28/01/15

merkel está zangada, muito zangada


Merkel deve estar a passar-se, destrambelhada dos nervos. Qualquer dia dá-lhe o badagaio, o trangomango, o traque-mestre. Ela, a Grande Patrona da Europa, matrona do capital foleiro, dos mercados, dos especuladores, dos holdings financeiros, da banca depauperada por mil e uma fraudes, andou a amparar os gregos, esses chulos da Grande Pátria Alemã, para agora aparecer um tal Tsipras a escangalhar-lhe o arranjinho, agora que os gregos estavam quase a chegar ao fim do poço, a mergulhar de vez nos infernos da miséria absoluta. 

Então não é que o fedúncio, mal se assenhoreou do governo por decisão desse estúpido povo criador da democracia, coisa que Merkel despreza com todas as suas enxúndias apesar de encher a boca com ela, deu em esbanjar electricidade gratuita por 300.000 famílias que, por mor da crise, regressaram aos anos 40 e aos candeeiros a petróleo? E quem paga, perguntarão os Camilos, os José Gomes, os Pedros e os Paulos, os Medinas e os Marcelos deste triste estaminé tão facilmente mercadejável por Merkel? 

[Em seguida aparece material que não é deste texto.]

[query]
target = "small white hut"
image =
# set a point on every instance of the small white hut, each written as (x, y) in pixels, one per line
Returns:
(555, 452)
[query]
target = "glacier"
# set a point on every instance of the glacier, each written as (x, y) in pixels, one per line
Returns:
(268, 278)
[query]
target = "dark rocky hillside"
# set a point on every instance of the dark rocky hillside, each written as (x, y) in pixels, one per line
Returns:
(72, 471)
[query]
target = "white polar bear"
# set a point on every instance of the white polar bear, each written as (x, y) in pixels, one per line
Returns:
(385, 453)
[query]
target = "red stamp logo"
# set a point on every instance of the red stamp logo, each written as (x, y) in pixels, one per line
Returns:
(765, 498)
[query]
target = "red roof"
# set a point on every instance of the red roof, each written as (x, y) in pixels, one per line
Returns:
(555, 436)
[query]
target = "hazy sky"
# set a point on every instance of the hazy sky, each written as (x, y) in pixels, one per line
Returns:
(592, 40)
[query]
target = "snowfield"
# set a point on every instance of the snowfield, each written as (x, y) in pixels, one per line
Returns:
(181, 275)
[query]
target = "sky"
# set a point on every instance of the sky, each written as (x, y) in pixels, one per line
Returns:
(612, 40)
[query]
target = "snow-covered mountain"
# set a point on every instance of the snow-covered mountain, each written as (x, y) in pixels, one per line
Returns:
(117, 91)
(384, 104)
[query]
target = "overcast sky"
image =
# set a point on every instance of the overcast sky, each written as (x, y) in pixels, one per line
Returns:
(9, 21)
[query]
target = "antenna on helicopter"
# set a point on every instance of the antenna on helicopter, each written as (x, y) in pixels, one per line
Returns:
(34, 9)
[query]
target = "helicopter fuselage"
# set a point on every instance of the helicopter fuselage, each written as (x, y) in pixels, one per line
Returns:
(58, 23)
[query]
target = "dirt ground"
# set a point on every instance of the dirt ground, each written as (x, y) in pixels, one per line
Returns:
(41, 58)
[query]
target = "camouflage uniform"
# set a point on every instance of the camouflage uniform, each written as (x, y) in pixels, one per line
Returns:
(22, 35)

A Grande Pátria Alemã, pois está claro. Agora, que a economia lá deles ia de vento em popa graças aos proventos da crise, que Portugal de Pedro, a Espanha de Mariano, a França de François e a Itália de Matteo puseram os seus povos de joelhos diante da Grande Pátria Alemã, tantos deles na penúria, eis que aparece um tal Alexis, da esquerdalha mais rancorosa, mais zaragateira e rebelde, a exigir que a Merkel mercadora devolva a independência, a liberdade e o dinheiro a essa catrefa de paralíticos (não é, Rodrigues dos Santos?), de trapaceiros (não é, Rodrigues dos Santos?) e de prevaricadores (não é, Rodrigues dos Santos?) que constitui o povo helénico.

Por mim, pelos portugueses, pelos franceses, pelos italianos, pelos gregos, por todos os povos do mundo, oro aos deuses das alturas para que o governo grego não falhe. Que cumpra o que prometeu e que meta a Merkel a mercadejar, única e exclusivamente, lá pela sua Grande Pátria, de onde nunca devia ter saído para nos invadir sem armas de fogo, mas com armas que matam na mesma: a fome, o desespero, a má Saúde, a má Educação, a emigração, o futuro interrompido.

Que renasça a esperança. E que viva a Grécia!